I want to add timestamps to book sentences, fitting the relevant audiobook. In various languages ideally.

Here's an example:
Pride and prejudice
text from gutenberg project
audio from Librivox

My idea was to find a voice recognition tool that puts timestamps on sentences (step 1), and then map the messy transcription to the original text using levenshtein distances (step 2).

The website https://speechlogger.appspot.com/ offers a solution to the 1st step, but it's limited in character output. I could theoritically use web automation to get the job done, by starting a new recording every minute or so, but it's really dirty.

I scripted step 2 in R and tested it on a sample I got from speechlogger and it works okayish, but this could be greatly improved if the program knew the text, like when you read to train a speech recognition software.

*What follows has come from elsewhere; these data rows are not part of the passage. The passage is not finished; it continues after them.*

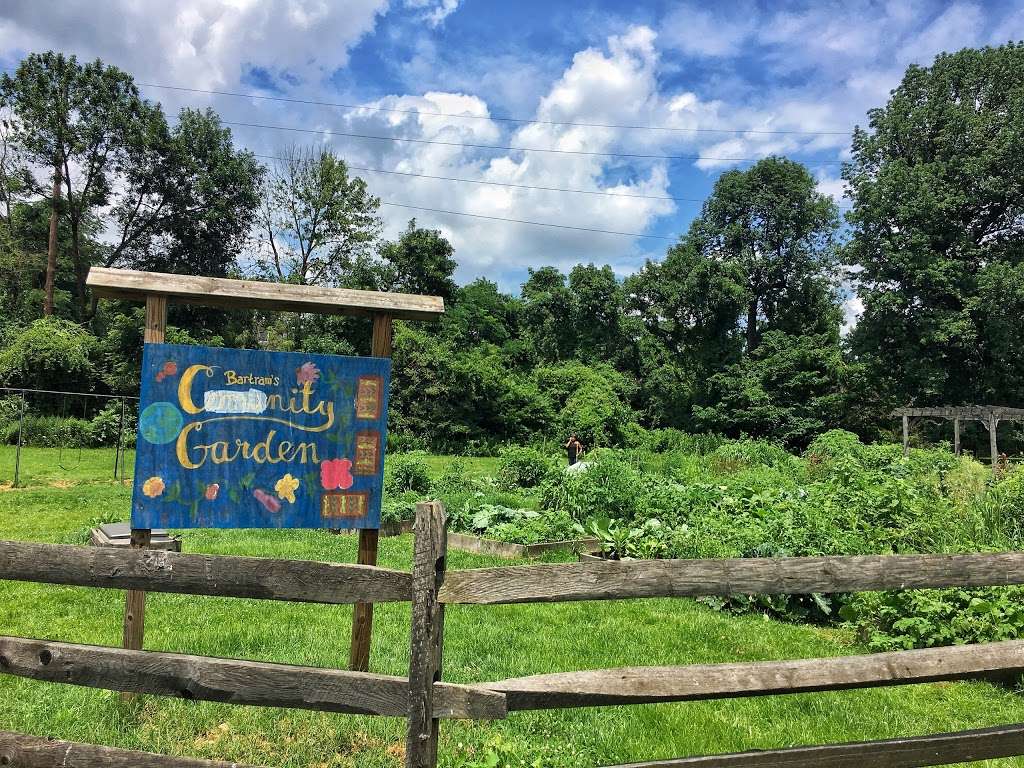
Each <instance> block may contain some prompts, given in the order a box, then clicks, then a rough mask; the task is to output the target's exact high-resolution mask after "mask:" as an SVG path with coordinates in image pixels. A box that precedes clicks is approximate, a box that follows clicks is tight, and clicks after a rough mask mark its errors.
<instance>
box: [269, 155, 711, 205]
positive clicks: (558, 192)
mask: <svg viewBox="0 0 1024 768" xmlns="http://www.w3.org/2000/svg"><path fill="white" fill-rule="evenodd" d="M253 157H256V158H263V159H264V160H282V161H284V160H285V158H279V157H276V156H275V155H254V156H253ZM345 165H346V166H347V167H348V168H349V169H350V170H353V171H365V172H367V173H385V174H389V175H394V176H410V177H414V178H430V179H436V180H438V181H460V182H463V183H466V184H486V185H488V186H511V187H513V188H515V189H537V190H540V191H558V193H573V194H577V195H597V196H598V197H606V198H638V199H641V200H672V201H675V202H677V203H703V200H705V199H703V198H676V197H673V196H672V195H639V194H636V195H634V194H632V193H616V191H605V190H603V189H575V188H573V187H568V186H542V185H539V184H516V183H513V182H511V181H489V180H485V179H476V178H460V177H458V176H434V175H431V174H429V173H414V172H412V171H386V170H384V169H383V168H369V167H367V166H358V165H350V164H349V163H346V164H345Z"/></svg>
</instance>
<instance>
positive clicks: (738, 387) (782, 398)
mask: <svg viewBox="0 0 1024 768" xmlns="http://www.w3.org/2000/svg"><path fill="white" fill-rule="evenodd" d="M845 374H846V365H845V362H844V360H843V355H842V352H841V350H840V347H839V344H837V343H836V339H834V338H829V337H828V335H812V334H808V335H803V336H792V335H790V334H785V333H782V332H781V331H769V332H768V333H766V334H765V335H764V337H763V338H762V340H761V343H760V344H759V345H758V348H757V349H756V350H754V352H753V353H751V354H750V355H748V356H744V357H743V359H742V360H740V361H739V362H736V364H733V365H732V366H729V367H728V368H726V369H725V370H724V371H721V372H719V373H717V374H715V375H714V376H712V377H711V382H710V396H709V397H708V402H707V404H703V406H696V407H695V408H694V417H695V423H696V426H697V427H698V428H700V429H703V430H709V431H712V432H722V433H725V434H730V435H733V436H738V435H740V434H751V435H756V436H759V437H770V438H773V439H776V440H781V441H783V442H786V443H788V444H794V445H798V446H805V445H806V444H807V443H808V442H809V441H810V440H811V439H812V438H813V437H814V435H815V434H817V433H819V432H821V431H823V430H826V429H830V428H833V427H835V426H836V425H837V424H839V423H840V422H841V420H842V418H843V415H844V414H843V412H844V409H843V406H844V402H845V400H844V396H843V383H844V380H845Z"/></svg>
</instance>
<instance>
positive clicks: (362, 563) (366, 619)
mask: <svg viewBox="0 0 1024 768" xmlns="http://www.w3.org/2000/svg"><path fill="white" fill-rule="evenodd" d="M393 338H394V329H393V326H392V323H391V315H390V314H375V315H374V335H373V341H372V343H371V351H370V353H371V354H372V355H373V356H374V357H387V358H390V357H391V342H392V340H393ZM379 539H380V529H379V528H360V529H359V552H358V556H357V560H356V561H357V562H358V564H359V565H376V564H377V544H378V541H379ZM373 630H374V606H373V603H355V605H354V606H353V607H352V645H351V649H350V650H349V654H348V669H350V670H352V671H353V672H370V641H371V638H372V637H373Z"/></svg>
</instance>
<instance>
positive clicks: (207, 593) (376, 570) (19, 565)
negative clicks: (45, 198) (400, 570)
mask: <svg viewBox="0 0 1024 768" xmlns="http://www.w3.org/2000/svg"><path fill="white" fill-rule="evenodd" d="M3 579H10V580H15V581H22V582H42V583H45V584H65V585H71V586H75V587H102V588H108V589H127V590H139V591H142V592H174V593H183V594H189V595H214V596H219V597H249V598H257V599H264V600H289V601H293V602H310V603H328V604H341V603H354V602H357V601H365V602H374V603H383V602H408V601H410V600H412V599H413V577H412V574H411V573H407V572H403V571H400V570H391V569H389V568H379V567H376V566H372V565H349V564H341V563H329V562H313V561H309V560H280V559H272V558H262V557H229V556H225V555H186V554H182V553H179V552H167V551H163V550H142V549H130V550H124V549H114V548H110V547H74V546H69V545H59V544H31V543H28V542H0V580H3Z"/></svg>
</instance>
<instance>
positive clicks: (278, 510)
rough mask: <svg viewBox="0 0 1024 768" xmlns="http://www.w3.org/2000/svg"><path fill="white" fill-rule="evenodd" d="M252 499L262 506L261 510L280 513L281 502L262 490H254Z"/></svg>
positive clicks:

I'm not using all my information here by transcribing first.

So my questions are, what alternative ways could i have to timestamp audio files, and is there a way i can make my process smarter by letting the recognition engine know what it's supposed to recognize ?

Solution

There are many nice software packages developed for that with various level of accuracy:

Gentle - Kaldi-based aligner, works as a service.

Older implementations:

Aligner Demo in Sphinx4 - CMUSphinx toolkit in java

SAIL align - HTK-based aligner, quite some pack of perl scripts.